Argentina is forging a new crisis under the counsel of the IMF

Argentina is forging a new crisis under the counsel of the IMF

President Mauricio Macri (right) asked, in 2017, to be judged on his success or failure in reducing poverty. Elections are to be held later in 2019. Over the last year and a half, poverty has risen from 28.2 per cent to 35 per cent. In 2018, Macri and the IMF – headed at the time by Christine Lagarde (left) – signed the biggest loan deal in the history of the Fund: US$56.3 billion (spread over three years).

(ADGN)

It is election year in Argentina and ‘crisis’ is the word on everyone’s lips.

Candidates linked to the government are battling to distance themselves from the president – the first non-Peronist for over a decade – and his adjustment plan.

The justice system is in the process of deciding whether to jail his predecessor for corruption, and the Peronist opposition is arguing that he is the victim of political persecution.

The IMF admits that it has underestimated the scale of the crisis but is sticking to its economic formula.

The country risk indicator, reserved for countries in difficulty, is given as often as the weather forecast, while the constant outflow of foreign currency bears witness to the fact that Argentina’s rising external debt is financing capital flight, at untenable rates of exchange.

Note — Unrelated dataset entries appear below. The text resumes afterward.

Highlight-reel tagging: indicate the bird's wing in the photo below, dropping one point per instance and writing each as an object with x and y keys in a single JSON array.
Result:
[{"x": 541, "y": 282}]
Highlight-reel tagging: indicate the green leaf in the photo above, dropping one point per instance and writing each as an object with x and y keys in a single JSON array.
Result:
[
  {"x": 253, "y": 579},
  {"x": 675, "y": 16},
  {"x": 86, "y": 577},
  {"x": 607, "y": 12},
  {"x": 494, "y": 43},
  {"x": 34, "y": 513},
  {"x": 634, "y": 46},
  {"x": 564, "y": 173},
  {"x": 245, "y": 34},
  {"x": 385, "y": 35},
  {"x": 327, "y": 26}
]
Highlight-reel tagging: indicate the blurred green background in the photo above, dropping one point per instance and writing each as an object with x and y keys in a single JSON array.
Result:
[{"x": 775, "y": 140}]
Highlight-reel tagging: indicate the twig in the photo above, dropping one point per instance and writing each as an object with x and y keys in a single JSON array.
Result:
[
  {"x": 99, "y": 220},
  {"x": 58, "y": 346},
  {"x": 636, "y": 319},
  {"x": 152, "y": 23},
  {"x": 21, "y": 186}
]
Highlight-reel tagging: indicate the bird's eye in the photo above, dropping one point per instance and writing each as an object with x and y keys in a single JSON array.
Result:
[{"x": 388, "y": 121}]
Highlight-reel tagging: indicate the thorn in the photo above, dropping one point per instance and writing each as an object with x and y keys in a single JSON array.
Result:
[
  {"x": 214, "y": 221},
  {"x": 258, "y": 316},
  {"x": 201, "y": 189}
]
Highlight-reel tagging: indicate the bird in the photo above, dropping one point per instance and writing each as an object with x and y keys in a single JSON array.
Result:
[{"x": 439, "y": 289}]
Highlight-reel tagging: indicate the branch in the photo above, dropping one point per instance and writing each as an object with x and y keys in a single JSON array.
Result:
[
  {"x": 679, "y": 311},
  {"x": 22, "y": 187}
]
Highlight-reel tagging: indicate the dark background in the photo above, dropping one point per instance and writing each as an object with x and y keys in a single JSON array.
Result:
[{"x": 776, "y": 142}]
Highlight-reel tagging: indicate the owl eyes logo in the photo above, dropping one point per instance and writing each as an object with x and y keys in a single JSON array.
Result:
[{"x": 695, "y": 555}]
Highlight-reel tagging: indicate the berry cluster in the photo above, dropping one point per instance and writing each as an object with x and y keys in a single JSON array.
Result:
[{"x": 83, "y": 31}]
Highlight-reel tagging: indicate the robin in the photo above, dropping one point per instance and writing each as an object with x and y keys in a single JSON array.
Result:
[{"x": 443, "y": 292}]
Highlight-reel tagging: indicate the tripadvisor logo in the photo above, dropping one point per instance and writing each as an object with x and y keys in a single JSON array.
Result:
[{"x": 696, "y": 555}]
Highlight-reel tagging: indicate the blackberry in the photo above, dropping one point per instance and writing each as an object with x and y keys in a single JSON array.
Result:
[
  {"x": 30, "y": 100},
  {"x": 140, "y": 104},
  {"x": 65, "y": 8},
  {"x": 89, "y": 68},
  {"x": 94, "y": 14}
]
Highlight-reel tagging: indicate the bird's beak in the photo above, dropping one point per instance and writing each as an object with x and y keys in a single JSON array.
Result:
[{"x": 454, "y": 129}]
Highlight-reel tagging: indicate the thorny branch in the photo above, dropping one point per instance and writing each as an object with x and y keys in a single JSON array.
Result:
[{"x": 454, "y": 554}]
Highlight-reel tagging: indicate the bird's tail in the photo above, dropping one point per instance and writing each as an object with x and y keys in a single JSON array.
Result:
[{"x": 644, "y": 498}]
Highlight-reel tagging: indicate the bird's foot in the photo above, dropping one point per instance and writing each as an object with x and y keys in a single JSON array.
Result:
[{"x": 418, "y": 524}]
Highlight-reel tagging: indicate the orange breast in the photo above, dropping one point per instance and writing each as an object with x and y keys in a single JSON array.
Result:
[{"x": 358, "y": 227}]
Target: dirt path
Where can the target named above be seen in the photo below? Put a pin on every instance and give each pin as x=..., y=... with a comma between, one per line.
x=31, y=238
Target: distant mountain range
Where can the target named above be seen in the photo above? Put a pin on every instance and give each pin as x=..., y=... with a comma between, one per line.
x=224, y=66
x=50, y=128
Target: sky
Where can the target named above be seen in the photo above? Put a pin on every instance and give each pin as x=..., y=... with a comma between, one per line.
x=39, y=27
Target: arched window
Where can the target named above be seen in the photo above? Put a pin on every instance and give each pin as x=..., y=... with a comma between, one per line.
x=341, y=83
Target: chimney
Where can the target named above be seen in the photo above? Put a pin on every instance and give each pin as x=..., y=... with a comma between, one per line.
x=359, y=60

The recession is biting hard, and the opposition is calling on the population to fight against the economic programme. The government, meanwhile, is asking the country to have faith that the measures underway – structural adjustment, labour market flexibilisation, economic liberalisation, corporate tax cuts – will eventually restore market confidence. The right is also criticising the government, accusing it of being slow, ineffective and a ‘light’ version of its predecessor, its main election rival.

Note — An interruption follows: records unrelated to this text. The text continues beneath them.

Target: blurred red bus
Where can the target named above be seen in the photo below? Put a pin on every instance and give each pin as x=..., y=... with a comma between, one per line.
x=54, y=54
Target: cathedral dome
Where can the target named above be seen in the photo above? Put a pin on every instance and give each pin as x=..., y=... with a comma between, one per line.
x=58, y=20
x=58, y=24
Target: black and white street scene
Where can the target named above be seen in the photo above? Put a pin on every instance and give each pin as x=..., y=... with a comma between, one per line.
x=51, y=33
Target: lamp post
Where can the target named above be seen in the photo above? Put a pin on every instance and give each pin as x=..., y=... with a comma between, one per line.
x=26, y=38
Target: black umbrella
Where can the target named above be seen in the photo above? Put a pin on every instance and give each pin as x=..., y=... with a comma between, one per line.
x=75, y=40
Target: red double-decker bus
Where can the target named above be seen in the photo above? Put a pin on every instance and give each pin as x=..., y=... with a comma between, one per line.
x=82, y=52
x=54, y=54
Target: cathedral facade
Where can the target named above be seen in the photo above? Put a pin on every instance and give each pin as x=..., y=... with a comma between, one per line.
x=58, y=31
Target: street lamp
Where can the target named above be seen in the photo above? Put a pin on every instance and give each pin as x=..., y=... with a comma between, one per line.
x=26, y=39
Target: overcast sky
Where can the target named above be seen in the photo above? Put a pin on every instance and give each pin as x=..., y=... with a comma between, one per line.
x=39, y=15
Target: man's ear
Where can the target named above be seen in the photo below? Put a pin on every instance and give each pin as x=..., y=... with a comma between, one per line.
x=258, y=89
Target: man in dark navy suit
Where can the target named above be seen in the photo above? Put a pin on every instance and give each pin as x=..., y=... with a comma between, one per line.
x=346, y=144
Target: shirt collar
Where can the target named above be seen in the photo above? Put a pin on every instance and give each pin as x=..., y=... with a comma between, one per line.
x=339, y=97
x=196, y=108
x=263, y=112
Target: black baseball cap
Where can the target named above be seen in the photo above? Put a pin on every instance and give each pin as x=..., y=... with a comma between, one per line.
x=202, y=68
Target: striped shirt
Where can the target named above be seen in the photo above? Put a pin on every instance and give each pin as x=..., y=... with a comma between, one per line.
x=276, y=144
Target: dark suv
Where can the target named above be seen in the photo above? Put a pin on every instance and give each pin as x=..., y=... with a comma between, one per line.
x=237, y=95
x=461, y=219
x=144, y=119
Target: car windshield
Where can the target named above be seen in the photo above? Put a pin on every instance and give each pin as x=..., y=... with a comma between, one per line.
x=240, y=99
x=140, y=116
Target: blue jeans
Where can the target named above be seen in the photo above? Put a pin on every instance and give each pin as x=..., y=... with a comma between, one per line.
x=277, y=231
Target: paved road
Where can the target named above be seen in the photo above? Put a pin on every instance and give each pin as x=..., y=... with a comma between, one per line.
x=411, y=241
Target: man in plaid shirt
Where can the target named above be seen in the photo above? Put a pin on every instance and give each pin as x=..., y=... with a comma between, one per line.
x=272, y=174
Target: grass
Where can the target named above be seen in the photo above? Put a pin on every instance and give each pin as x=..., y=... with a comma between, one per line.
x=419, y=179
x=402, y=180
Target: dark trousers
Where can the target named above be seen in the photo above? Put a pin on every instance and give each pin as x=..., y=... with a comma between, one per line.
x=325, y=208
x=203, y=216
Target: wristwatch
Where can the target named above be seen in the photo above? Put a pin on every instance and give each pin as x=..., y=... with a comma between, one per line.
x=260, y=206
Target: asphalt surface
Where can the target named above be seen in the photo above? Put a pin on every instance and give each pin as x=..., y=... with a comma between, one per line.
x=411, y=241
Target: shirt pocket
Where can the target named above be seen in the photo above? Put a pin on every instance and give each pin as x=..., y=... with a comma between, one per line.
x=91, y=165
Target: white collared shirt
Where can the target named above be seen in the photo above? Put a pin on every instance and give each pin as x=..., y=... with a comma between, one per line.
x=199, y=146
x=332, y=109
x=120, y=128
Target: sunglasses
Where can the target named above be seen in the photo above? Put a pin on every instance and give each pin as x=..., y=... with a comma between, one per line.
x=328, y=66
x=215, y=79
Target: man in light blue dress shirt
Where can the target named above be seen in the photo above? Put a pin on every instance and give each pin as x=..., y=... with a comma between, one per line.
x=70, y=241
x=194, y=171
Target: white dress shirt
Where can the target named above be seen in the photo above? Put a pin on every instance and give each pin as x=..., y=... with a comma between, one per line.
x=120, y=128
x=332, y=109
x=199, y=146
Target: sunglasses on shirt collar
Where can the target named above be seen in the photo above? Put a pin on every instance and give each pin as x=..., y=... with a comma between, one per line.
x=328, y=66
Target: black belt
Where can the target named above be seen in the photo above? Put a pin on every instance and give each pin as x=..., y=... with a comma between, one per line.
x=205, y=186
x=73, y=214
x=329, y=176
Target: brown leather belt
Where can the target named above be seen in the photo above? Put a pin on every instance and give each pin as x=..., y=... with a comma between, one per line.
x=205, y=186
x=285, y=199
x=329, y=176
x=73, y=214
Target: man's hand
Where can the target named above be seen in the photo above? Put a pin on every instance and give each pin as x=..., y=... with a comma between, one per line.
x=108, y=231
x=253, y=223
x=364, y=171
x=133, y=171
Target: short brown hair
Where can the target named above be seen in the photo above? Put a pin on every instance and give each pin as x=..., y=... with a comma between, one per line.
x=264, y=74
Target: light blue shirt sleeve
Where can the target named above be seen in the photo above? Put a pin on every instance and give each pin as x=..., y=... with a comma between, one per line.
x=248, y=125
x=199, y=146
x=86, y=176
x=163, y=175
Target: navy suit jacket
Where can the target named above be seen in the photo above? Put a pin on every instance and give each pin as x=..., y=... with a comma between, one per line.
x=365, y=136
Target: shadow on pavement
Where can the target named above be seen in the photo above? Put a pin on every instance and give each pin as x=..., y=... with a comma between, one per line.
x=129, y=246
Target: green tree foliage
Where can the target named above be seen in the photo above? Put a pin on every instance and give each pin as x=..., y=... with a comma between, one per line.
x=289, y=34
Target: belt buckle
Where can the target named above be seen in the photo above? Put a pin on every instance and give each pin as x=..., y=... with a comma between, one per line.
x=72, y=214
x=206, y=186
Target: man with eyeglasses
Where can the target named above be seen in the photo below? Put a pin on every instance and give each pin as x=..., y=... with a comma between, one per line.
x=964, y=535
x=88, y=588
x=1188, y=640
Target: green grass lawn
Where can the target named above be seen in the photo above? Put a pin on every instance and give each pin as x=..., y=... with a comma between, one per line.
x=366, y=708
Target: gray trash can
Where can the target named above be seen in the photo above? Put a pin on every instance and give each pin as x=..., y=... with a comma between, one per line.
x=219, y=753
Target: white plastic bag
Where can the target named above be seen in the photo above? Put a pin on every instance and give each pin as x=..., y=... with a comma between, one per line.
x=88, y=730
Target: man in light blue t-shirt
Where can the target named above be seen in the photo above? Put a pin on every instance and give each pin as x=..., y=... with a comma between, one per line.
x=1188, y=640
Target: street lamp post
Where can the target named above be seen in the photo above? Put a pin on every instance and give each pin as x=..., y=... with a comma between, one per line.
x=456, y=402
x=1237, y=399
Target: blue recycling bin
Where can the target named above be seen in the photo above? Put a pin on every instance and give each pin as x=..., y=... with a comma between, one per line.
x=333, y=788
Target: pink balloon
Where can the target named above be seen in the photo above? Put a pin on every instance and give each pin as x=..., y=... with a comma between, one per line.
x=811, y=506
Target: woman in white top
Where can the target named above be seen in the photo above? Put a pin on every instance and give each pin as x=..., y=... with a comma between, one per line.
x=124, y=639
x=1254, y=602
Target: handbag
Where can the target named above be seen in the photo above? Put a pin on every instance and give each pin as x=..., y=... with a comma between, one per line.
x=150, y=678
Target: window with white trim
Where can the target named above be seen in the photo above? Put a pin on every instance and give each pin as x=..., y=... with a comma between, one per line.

But, in December, just after its crushing electoral defeat, the government will restrict access to bank funds, drastically worsening the crisis. There will be protests and repression. Not long after, the Peronists – back in power once again – will stop all debt payments and head off in exactly the opposite direction, without the IMF.

The year in question is 2001. But what happened back then bears a striking resemblance with what is happening right now in Argentina, in 2019, and at other times in the past, with the marches and the neoliberal and interventionist counter marches often seen in the run-up to a crisis. It is a re-run of events worthy of the country that produced Jorge Luis Borges and his literary obsession with the concept of eternal return.

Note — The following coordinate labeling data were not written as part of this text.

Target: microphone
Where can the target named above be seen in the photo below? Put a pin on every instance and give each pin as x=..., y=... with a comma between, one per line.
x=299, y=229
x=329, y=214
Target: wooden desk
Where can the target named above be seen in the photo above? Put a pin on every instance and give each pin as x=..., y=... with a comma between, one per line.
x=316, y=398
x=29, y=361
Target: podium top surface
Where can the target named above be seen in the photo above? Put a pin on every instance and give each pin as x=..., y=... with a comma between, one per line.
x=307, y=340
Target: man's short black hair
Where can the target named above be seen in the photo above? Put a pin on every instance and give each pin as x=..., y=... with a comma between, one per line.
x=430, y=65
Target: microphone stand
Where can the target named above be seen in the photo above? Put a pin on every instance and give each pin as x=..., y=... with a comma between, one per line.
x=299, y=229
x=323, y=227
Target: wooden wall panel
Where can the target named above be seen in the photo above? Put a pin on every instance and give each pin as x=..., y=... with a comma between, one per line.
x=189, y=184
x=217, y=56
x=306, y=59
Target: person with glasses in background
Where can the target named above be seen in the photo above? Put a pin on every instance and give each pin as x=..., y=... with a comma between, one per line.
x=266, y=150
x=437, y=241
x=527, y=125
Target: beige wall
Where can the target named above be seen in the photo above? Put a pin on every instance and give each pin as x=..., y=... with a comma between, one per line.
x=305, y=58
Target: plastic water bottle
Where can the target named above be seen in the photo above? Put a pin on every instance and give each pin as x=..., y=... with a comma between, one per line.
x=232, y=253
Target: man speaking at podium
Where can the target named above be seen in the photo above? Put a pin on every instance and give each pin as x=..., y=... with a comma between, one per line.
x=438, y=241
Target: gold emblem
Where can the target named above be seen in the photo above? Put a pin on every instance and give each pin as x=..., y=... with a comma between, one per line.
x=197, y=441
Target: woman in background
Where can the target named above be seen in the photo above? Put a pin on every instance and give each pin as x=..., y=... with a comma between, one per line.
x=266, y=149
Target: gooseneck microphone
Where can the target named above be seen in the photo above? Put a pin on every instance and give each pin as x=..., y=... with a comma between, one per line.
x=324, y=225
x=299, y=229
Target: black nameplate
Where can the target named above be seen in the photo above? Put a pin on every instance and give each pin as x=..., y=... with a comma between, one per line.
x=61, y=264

Argentine crisis, the 2019 model

The current crisis has been built on the mistakes and questionable decisions made by the Macri government, in power since 2015, and its ‘neoliberal’ agenda – adjustment, deregulation, economic liberalisation, tax cuts for powerful economic interests – comparable to those that caused the 2001 crisis, the default and the travesty of five presidents within two weeks, argue critics like Demián, a 38-year-old psychologist, dismayed by the number of patients who are having to stop their treatment because they can no longer pay the bills.

The Macristas hold a different view on which government is to blame (for the current situation). For 45-year-old Laura, the wife of a corporate lawyer, the crisis is the “legacy” of the “populist”, “corrupt” and “interventionist” government of Cristina Fernández de Kirchner (2007-2015).

The divide between Macristas and Kirchneristas is also carved by inherently controversial issues such as the legalisation of abortion – rejected in 2018 – equal marriage – approved in 2010 – or the subsidies paid to the poor – accused of being ineffective or being used as political tools – policies rejected by Laura, and Macristas in general, and supported by Demián and most Kirchneristas. The political landscape has long been divided between currents that use hostility towards the other side as the foundation for their support, to the extent that a major rift has been chiselled, pitting friends and relatives against one another.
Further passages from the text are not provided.